中国EVメーカーのXPENG(小鵬汽車)が、フラッグシップ電動MPV「X9」を欧州7カ国で発売し、納車を開始した。対象となるのはドイツとノルウェー、フィンランド、アイスランド、クロアチア、スロベニア、ハンガリーで、小鵬汽車は欧州市場での事業拡大を加速させたい考えだ。
独EV専門メディアのエレクティブ・トゥデイ報じた。これによると、X9は2023年に中国で発売された同社初の「Xシリーズ」モデルで、800Vアーキテクチャーや5C超急速充電技術、後輪操舵システムを採用するのが特長だ。欧州ではすでにドイツで販売を開始しており、ノルウェーでは最初の顧客への納車も始まったという。

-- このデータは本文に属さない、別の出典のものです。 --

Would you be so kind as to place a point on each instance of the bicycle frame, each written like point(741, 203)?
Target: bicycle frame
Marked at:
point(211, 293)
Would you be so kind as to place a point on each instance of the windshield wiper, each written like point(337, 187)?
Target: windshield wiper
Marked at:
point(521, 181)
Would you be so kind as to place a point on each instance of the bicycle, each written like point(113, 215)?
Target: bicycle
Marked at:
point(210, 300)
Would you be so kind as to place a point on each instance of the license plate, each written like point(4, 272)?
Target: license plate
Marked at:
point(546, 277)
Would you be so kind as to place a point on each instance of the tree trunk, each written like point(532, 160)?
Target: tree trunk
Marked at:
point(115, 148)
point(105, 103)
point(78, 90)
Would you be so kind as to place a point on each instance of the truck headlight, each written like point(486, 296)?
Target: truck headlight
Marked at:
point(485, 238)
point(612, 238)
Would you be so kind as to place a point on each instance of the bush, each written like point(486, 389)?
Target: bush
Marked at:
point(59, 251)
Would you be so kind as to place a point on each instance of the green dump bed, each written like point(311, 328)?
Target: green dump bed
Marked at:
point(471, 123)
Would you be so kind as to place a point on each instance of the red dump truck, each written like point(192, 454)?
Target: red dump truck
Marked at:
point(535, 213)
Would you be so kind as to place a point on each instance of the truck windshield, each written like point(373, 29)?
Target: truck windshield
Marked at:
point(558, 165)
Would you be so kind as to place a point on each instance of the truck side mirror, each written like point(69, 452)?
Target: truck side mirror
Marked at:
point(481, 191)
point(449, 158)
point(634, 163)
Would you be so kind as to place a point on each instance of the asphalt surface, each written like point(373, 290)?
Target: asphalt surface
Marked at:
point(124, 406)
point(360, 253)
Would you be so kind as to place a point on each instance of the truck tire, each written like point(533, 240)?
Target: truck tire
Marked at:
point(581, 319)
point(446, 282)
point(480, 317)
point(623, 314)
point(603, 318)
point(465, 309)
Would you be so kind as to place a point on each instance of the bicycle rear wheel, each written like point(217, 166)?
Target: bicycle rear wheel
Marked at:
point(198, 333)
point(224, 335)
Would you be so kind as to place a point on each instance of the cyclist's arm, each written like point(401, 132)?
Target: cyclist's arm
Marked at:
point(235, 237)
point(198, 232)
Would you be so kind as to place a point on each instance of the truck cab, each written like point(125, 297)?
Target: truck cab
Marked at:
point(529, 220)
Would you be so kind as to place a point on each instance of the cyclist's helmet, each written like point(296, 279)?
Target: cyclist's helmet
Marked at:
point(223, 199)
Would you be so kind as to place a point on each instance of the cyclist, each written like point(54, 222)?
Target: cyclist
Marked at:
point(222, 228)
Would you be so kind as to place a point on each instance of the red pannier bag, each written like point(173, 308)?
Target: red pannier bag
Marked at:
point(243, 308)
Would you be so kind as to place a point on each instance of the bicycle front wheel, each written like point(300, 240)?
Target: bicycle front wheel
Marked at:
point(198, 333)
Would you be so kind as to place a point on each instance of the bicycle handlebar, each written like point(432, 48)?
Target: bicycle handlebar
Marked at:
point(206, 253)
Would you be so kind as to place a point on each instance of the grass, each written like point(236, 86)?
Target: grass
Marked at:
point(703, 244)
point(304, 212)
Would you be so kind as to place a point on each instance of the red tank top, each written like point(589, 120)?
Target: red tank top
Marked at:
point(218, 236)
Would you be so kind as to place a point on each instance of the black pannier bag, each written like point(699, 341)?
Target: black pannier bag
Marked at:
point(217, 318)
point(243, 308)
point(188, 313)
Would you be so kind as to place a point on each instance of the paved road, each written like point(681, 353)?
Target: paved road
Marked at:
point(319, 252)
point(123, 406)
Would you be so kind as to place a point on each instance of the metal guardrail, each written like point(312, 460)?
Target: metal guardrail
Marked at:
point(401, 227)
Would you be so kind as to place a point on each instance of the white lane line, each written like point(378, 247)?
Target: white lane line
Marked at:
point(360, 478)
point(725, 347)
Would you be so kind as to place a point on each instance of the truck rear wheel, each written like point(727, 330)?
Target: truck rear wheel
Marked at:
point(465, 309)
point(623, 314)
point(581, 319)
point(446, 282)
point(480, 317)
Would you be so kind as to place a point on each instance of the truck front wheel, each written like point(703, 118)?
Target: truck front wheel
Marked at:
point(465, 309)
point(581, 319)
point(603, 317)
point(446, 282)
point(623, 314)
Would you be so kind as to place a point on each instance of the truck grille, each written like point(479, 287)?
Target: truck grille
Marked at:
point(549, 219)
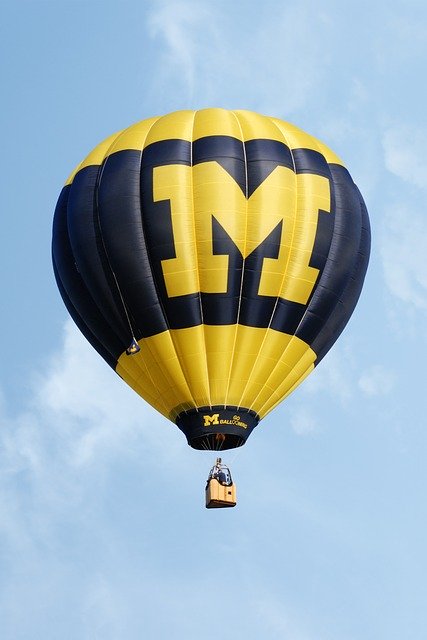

販売されるモデルは3グレード構成となる。エントリーモデルの「FWDスタンダードレンジ」は94.8kWhのLFP電池を搭載し、WLTP航続距離は最大535km。価格は7万7600ユーロから。「FWDロングレンジ」は110kWhのNMC電池を採用し、最大615kmを走行できる。最上級の「AWDパフォーマンス」は370kWの四輪駆動システムを備え、最大580kmの航続距離を実現する。
注目を集めているのはその充電性能で、ピーク充電出力は537~542kWに達する。現在、欧州で主流の急速充電器の多くは400kW級であるため、その性能を最大限活用できる環境は限られるが、今後の超高出力充電インフラの普及を見据えた設計といえる。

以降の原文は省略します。